Anthropic models support explicit Prompt caching. On this platform, whether using the OpenAI chat/completions protocol or the Anthropic v1/messages protocol, you can use "cache_control": {"type": "ephemeral"} to specify content to be cached.
{
  "model": "claude-sonnet-4-5-20250929",
  "max_tokens": 4096,
  "messages": [
    {
      "role": "user",
      "content": [
        {
          "type": "text",
          "text": "HUGE TEXT BODY",
          "cache_control": { "type": "ephemeral" }
        },
        {
          "type": "text",
          "text": "Name all the characters in the above book"
        }
      ]
    }
  ]
}
⚠️ cache_control is an extended field that is not included in the official OpenAI SDK protocol, so it must be explicitly added when making calls.
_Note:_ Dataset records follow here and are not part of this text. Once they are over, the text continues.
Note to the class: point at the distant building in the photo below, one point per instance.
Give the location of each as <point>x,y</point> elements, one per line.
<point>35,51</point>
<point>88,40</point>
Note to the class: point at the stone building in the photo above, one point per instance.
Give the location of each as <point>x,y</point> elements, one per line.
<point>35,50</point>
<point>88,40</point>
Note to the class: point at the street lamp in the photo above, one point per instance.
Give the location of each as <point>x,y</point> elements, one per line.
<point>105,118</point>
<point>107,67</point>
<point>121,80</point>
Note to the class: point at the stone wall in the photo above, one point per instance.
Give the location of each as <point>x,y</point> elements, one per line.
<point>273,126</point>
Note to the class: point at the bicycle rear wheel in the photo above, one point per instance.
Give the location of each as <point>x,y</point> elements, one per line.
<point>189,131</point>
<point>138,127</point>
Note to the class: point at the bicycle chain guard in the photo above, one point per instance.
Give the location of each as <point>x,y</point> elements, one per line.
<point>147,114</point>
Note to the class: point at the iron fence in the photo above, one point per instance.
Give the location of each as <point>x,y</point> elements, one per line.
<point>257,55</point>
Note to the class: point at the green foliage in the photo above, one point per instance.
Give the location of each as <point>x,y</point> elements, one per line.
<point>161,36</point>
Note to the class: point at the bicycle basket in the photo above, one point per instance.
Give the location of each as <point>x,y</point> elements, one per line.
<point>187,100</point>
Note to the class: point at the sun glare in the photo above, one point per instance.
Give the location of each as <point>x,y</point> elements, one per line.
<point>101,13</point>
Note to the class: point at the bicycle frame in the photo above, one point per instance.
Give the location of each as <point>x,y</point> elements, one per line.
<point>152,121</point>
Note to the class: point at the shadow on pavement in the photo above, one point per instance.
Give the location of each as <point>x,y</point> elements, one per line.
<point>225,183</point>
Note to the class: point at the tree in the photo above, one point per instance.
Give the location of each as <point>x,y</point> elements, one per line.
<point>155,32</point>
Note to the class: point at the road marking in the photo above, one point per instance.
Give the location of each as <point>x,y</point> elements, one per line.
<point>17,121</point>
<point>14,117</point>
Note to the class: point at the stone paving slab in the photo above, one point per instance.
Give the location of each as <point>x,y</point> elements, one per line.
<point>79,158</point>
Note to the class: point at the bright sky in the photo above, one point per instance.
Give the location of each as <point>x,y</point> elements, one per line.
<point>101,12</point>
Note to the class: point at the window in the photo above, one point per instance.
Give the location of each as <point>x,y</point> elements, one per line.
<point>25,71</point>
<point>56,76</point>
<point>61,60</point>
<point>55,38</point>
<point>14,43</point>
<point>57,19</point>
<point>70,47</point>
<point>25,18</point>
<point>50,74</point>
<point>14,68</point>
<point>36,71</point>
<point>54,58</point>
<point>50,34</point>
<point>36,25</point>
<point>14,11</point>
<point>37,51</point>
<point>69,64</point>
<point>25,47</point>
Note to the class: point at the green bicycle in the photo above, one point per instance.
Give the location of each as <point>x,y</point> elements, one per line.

You can verify cache creation/hit status through the response.
{
  "prompt_tokens": 7039,
  "completion_tokens": 650,
  "total_tokens": 7689,
  "prompt_tokens_details": {
    "cached_tokens": 7019,
    "cache_creation_input_tokens": 7019,  # 👈 cache created
    "cache_read_input_tokens": 0
  }
}
---
{
  "prompt_tokens": 7042,
  "completion_tokens": 572,
  "total_tokens": 7614,
  "prompt_tokens_details": {
    "audio_tokens": 0,
    "cached_tokens": 7019,
    "cache_creation_input_tokens": 0,
    "cache_read_input_tokens": 7019 # 👈 cache read
  }
}
⚠️⚠️⚠️ For Anthropic models, the minimum Input Tokens required for Prompt caching are as follows:
  • Claude Opus 4.1, Claude Opus 4, Claude Sonnet 4.5, Claude Sonnet 4, Claude Sonnet 3.7: 1024 tokens
  • Claude Haiku 4.5, Claude Haiku 3.5, and Claude Haiku 3: 2048 tokens

OpenAI and OpenAI-Compatible Models

Typically, these models may support implicit caching. When users repeatedly access the same model with the same Prompt prefix, there is a chance of hitting the cache.
// Round 1
{
  "model": "gpt-4",
  "messages": [
    {
      "role": "system",
      "content": "HUGE TEXT BODY: Complete API documentation, code style guide, best practices (5000+ lines)"
    },
    {
      "role": "user",
      "content": "How do I authenticate API requests?"
    }
  ]
}

// Round 2 - Documentation cached
{
  "model": "gpt-4",
  "messages": [
    {
      "role": "system",
      "content": "HUGE TEXT BODY: Complete API documentation, code style guide, best practices (5000+ lines)"
    },
    {
      "role": "user",
      "content": "How do I authenticate API requests?"
    },
    {
      "role": "assistant",
      "content": "Use Bearer token in Authorization header..."
    },
    {
      "role": "user",
      "content": "What about rate limiting?"
    }
  ]
}
Below is a usage example of a cache hit:
{
  "prompt_tokens": 3003,
  "completion_tokens": 1564,
  "total_tokens": 4567,
  "prompt_tokens_details": {
    "cached_tokens": 2025 # 👈 cache hitted
  }
}

Gemini

Currently only implicit caching is supported. Implicit caching requires no manual setup or additional cache_control configuration. When users repeatedly access the same model with the same Prompt prefix, there is a chance of hitting the cache. Notes:
  • The average TTL (cache time-to-live) is 3-5 minutes, but it may vary (e.g., it could be only a few seconds)
  • Gemini 2.5 Flash requires a minimum input of 1024 tokens, and Gemini 2.5 Pro requires a minimum of 4096 tokens
Below is a usage example of a cache hit:
{
  "prompt_tokens": 2004,
  "completion_tokens": 1564,
  "total_tokens": 3568,
  "prompt_tokens_details": {
    "cached_tokens": 1994 # 👈 cache hitted
  }
}
For input examples, refer to the OpenAI and OpenAI-Compatible Models section above.